Installing Windows 2000? Not for a While Says IDC

A study conducted by International Data Corp. shows that organizations of all types and sizes will wait from six to 18 months before beginning broad implementations of Windows 2000.

A study conducted by International Data Corp. (IDC, www.idc.com) shows that organizations of all types and sizes will wait from six to 18 months before beginning broad implementations of Windows 2000.

Dan Kusnetzky, program director for operating environments and serverware at IDC, says most of the problems Windows 2000 will encounter while trying to get to the data center revolve around Microsoft's own mistakes, not Y2K or system lockdowns. "Microsoft has not done a good job of being a good friend of the IT department," Kusnetzky says. "They've been of the approach that if we surround them with Windows technology, they'll have to adopt. Well that's not how you make friends."

In late 1998, the firm surveyed 788 end-user sites in the United States and Canada. The results are presented in two reports: Windows Adoption: Windows 98 vs. Windows NT and Windows NT Server Study.

Kusnetzky says IT departments now have a "show me" mentality when it comes to implementing the new platform. They are demanding that Microsoft demonstrate that the platform works in real deployments, is worth the implementation effort, fits their current environments, runs their businesses better and has an easier to understand licensing program. According to Kusnetzky, customers are also saying, "Show me Microsoft is going to be a good business partner, and not tell me that if I need a bug fixed I'm going to have to wait for the patch that will be out in 10 months."

The study also found strong growth for Linux. Thirteen percent of survey respondents reported using Linux. An IDC study conducted in 1997 uncovered Linux in only 14 sites, short of the 30 responses IDC set as a threshold for statistical significance.

Kusnetzky attributes Linux growth to new installs and more IT managers discovering Linux boxes installed beneath their notice within the enterprise. Linux, it seems, is a good platform for quick, low-budget internal projects, such as intranet deployments or Web servers. The free source code also lends itself to duplication across the environment via independent development teams.

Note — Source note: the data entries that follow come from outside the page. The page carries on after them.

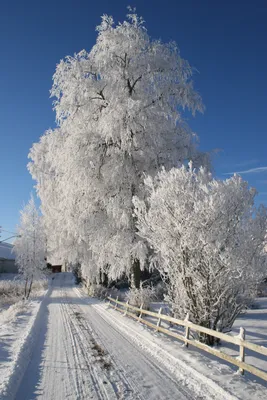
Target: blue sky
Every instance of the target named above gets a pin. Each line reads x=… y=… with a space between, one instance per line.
x=224 y=40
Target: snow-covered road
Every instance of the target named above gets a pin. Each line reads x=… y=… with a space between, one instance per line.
x=79 y=354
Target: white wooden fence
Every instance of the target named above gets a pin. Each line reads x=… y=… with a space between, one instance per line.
x=239 y=340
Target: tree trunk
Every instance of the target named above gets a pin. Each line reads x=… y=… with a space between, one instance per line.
x=136 y=274
x=25 y=288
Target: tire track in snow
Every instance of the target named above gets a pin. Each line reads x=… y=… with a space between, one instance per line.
x=121 y=387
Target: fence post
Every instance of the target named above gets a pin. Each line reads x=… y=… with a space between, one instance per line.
x=159 y=320
x=242 y=335
x=127 y=302
x=116 y=303
x=140 y=315
x=187 y=330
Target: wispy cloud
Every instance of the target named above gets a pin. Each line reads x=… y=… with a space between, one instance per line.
x=247 y=163
x=248 y=171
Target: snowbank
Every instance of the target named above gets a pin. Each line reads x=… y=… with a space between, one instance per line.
x=19 y=326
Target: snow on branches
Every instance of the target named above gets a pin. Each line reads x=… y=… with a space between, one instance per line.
x=210 y=241
x=119 y=112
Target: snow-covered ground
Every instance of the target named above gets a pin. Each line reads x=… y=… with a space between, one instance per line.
x=74 y=347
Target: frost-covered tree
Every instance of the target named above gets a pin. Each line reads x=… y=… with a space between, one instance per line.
x=119 y=112
x=210 y=241
x=30 y=246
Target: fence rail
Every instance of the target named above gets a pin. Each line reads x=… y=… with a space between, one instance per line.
x=189 y=326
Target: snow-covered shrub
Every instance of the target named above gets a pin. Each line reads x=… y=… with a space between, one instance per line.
x=30 y=246
x=210 y=242
x=119 y=109
x=11 y=291
x=144 y=296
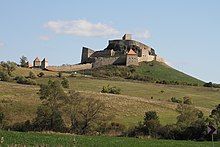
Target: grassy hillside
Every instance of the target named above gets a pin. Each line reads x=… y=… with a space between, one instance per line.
x=20 y=101
x=136 y=98
x=33 y=139
x=147 y=71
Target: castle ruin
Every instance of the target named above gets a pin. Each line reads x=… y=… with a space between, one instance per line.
x=40 y=64
x=124 y=51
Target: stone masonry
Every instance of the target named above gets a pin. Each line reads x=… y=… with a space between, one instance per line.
x=124 y=51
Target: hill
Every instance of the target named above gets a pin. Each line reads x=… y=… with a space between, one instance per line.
x=155 y=72
x=40 y=139
x=136 y=98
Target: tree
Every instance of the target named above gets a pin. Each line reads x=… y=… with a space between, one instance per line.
x=48 y=119
x=52 y=93
x=32 y=75
x=150 y=115
x=65 y=83
x=151 y=123
x=4 y=77
x=215 y=116
x=85 y=113
x=24 y=61
x=60 y=74
x=41 y=74
x=188 y=114
x=49 y=116
x=8 y=66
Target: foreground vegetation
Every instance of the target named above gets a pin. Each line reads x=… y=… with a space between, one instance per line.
x=19 y=138
x=154 y=72
x=64 y=105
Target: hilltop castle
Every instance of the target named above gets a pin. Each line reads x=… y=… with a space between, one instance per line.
x=120 y=52
x=124 y=52
x=40 y=64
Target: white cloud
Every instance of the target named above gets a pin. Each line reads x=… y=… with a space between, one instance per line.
x=81 y=27
x=45 y=38
x=2 y=44
x=144 y=34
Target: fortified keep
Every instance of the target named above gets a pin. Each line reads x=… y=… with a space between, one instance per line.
x=120 y=52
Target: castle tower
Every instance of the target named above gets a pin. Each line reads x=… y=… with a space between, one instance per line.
x=44 y=63
x=126 y=37
x=86 y=53
x=36 y=63
x=131 y=58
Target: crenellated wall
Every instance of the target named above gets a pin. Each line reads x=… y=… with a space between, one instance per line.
x=101 y=61
x=76 y=67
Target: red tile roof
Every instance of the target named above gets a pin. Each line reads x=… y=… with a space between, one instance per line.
x=131 y=52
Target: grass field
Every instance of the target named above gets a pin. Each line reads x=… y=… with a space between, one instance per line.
x=20 y=101
x=33 y=139
x=151 y=71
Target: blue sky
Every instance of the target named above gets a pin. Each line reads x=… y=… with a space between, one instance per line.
x=186 y=33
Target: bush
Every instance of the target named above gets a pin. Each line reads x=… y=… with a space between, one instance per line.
x=60 y=74
x=32 y=75
x=22 y=126
x=113 y=90
x=23 y=80
x=209 y=84
x=187 y=100
x=5 y=77
x=48 y=119
x=65 y=83
x=176 y=100
x=113 y=128
x=41 y=74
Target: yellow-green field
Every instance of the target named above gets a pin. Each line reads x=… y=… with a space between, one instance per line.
x=39 y=139
x=128 y=108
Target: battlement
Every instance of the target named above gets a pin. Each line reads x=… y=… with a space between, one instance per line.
x=123 y=51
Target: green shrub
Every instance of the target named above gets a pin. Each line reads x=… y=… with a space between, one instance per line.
x=187 y=100
x=65 y=83
x=5 y=77
x=23 y=80
x=60 y=74
x=176 y=100
x=113 y=90
x=41 y=74
x=32 y=75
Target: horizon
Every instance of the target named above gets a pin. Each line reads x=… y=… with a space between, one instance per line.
x=185 y=33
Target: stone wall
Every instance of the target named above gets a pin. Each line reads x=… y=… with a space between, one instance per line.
x=160 y=59
x=147 y=58
x=130 y=43
x=86 y=53
x=76 y=67
x=101 y=61
x=131 y=60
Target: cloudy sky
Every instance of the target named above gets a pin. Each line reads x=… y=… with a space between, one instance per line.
x=186 y=33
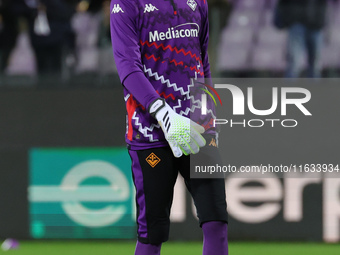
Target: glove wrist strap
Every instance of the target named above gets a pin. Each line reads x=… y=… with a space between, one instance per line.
x=156 y=106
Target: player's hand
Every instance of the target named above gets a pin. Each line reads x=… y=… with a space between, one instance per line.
x=182 y=134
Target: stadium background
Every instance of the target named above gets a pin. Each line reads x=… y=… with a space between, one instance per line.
x=52 y=123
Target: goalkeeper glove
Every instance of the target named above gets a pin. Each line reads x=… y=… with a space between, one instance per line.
x=182 y=134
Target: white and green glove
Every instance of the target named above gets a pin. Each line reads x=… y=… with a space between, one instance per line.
x=182 y=134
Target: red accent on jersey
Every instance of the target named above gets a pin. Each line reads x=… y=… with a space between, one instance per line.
x=166 y=96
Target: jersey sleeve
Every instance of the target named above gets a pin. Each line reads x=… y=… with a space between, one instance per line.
x=204 y=40
x=126 y=51
x=124 y=37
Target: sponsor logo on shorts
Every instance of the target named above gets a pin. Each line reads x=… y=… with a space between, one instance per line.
x=116 y=9
x=153 y=160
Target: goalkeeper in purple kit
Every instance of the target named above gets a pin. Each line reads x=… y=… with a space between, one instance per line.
x=160 y=49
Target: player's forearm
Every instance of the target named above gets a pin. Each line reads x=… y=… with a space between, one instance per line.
x=140 y=87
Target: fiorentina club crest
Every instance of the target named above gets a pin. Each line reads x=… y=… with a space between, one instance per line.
x=192 y=4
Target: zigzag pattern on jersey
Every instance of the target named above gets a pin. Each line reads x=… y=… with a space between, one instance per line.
x=172 y=49
x=196 y=104
x=175 y=63
x=145 y=130
x=161 y=78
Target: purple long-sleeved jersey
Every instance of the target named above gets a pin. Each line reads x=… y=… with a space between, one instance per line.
x=167 y=41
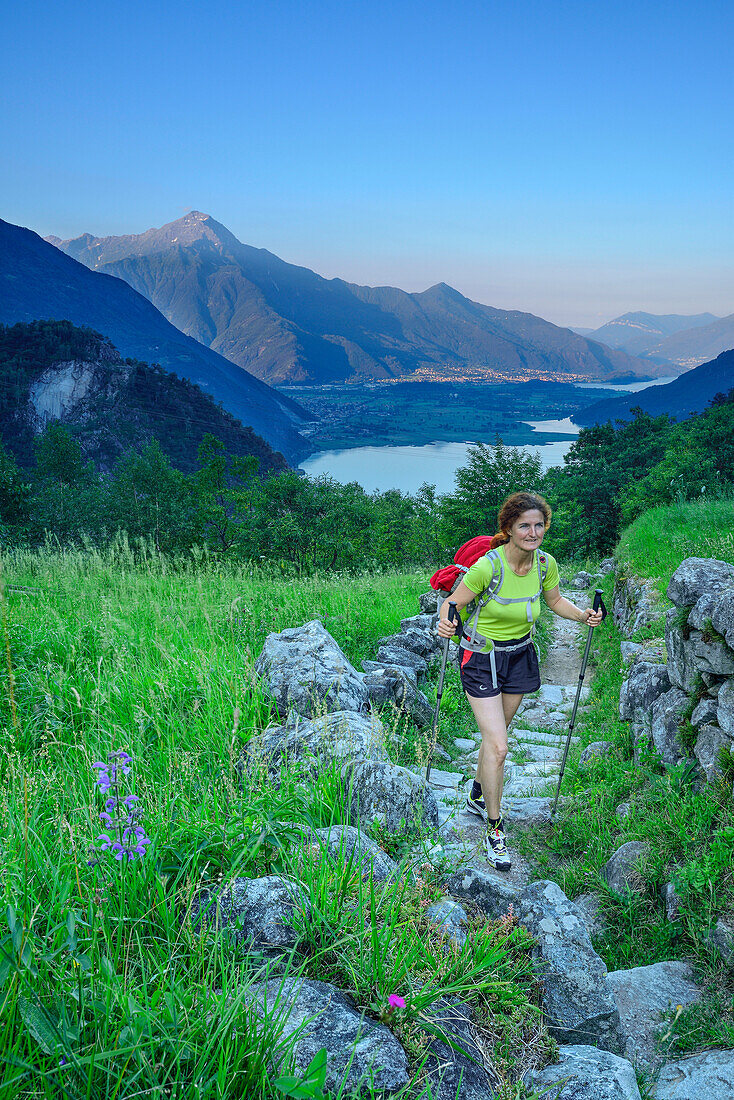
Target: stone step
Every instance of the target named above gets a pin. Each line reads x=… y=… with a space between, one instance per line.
x=535 y=787
x=537 y=752
x=536 y=737
x=535 y=771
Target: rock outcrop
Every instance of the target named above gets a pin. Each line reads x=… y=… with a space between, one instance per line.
x=578 y=1001
x=306 y=671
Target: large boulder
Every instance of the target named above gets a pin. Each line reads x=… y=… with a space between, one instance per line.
x=306 y=671
x=402 y=670
x=621 y=871
x=666 y=718
x=700 y=614
x=583 y=1073
x=420 y=640
x=578 y=1001
x=361 y=1053
x=256 y=913
x=340 y=736
x=691 y=652
x=642 y=688
x=591 y=910
x=402 y=657
x=490 y=892
x=344 y=843
x=393 y=685
x=708 y=1076
x=722 y=616
x=711 y=739
x=696 y=576
x=725 y=706
x=704 y=712
x=391 y=795
x=643 y=996
x=636 y=604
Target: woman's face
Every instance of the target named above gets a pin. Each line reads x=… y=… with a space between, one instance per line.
x=528 y=530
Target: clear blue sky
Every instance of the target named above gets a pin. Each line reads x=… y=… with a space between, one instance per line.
x=570 y=158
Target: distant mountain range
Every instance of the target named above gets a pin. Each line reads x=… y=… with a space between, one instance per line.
x=40 y=282
x=56 y=371
x=682 y=341
x=688 y=394
x=287 y=325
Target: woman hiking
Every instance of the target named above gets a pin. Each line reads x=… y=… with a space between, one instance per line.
x=499 y=660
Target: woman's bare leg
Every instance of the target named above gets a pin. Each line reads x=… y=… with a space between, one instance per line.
x=493 y=716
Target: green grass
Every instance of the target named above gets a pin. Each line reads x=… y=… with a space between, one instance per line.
x=656 y=543
x=106 y=990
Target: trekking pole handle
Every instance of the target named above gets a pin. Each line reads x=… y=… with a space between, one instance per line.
x=599 y=603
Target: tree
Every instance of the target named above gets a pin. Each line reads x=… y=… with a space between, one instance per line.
x=227 y=491
x=149 y=498
x=14 y=494
x=491 y=474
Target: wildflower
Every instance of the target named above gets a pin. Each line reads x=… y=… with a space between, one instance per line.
x=121 y=812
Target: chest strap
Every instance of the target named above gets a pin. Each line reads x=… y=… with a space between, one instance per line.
x=475 y=642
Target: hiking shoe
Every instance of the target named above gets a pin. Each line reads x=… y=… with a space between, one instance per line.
x=496 y=851
x=477 y=806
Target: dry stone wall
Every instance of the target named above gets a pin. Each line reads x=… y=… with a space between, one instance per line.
x=696 y=682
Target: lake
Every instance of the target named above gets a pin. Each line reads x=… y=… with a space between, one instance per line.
x=378 y=469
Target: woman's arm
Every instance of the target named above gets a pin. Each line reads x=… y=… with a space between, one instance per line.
x=560 y=605
x=461 y=596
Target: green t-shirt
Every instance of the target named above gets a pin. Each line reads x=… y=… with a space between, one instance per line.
x=503 y=622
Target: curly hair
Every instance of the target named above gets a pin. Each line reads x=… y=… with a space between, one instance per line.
x=513 y=508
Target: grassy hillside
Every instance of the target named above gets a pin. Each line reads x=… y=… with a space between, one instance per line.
x=106 y=990
x=656 y=543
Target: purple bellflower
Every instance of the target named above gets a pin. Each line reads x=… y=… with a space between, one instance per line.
x=126 y=838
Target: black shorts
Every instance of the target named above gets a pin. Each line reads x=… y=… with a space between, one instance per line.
x=517 y=672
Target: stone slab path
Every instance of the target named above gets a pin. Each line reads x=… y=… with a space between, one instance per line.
x=536 y=739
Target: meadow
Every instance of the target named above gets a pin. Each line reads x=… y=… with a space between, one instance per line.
x=107 y=989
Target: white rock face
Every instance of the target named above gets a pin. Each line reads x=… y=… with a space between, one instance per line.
x=61 y=388
x=307 y=671
x=583 y=1073
x=643 y=994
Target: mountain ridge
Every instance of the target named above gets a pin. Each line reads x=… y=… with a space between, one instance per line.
x=680 y=398
x=40 y=281
x=658 y=336
x=286 y=323
x=55 y=371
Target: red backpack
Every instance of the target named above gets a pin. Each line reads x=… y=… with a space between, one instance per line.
x=447 y=580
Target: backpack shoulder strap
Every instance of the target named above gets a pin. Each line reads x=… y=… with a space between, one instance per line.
x=497 y=576
x=543 y=567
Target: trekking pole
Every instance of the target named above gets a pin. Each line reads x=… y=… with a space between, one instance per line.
x=599 y=603
x=439 y=692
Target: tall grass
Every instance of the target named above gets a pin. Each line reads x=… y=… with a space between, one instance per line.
x=658 y=540
x=106 y=989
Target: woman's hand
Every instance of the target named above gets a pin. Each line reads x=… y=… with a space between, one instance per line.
x=445 y=627
x=590 y=617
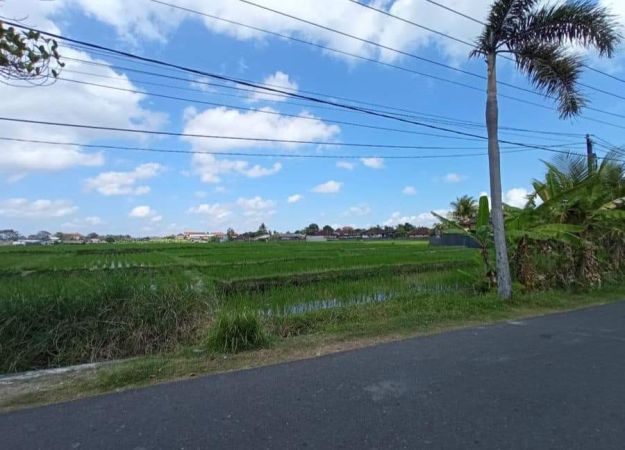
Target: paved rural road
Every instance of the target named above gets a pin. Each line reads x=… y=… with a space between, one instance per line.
x=555 y=382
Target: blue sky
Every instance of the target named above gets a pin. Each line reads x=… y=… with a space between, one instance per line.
x=114 y=191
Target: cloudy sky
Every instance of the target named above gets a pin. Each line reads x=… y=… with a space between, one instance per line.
x=85 y=188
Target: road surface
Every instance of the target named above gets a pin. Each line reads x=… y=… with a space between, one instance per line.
x=554 y=382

Some of Microsoft's own Windows strategies are helping Linux along, according to Kusnetzky. Since Microsoft proposed the functional server approach, whereby applications run on different machines, administrators have been thinking in terms of services instead of operating systems. Suddenly, if they want to move to an Oracle database, they'll use the cheapest platform: Since it's free, that would be Linux.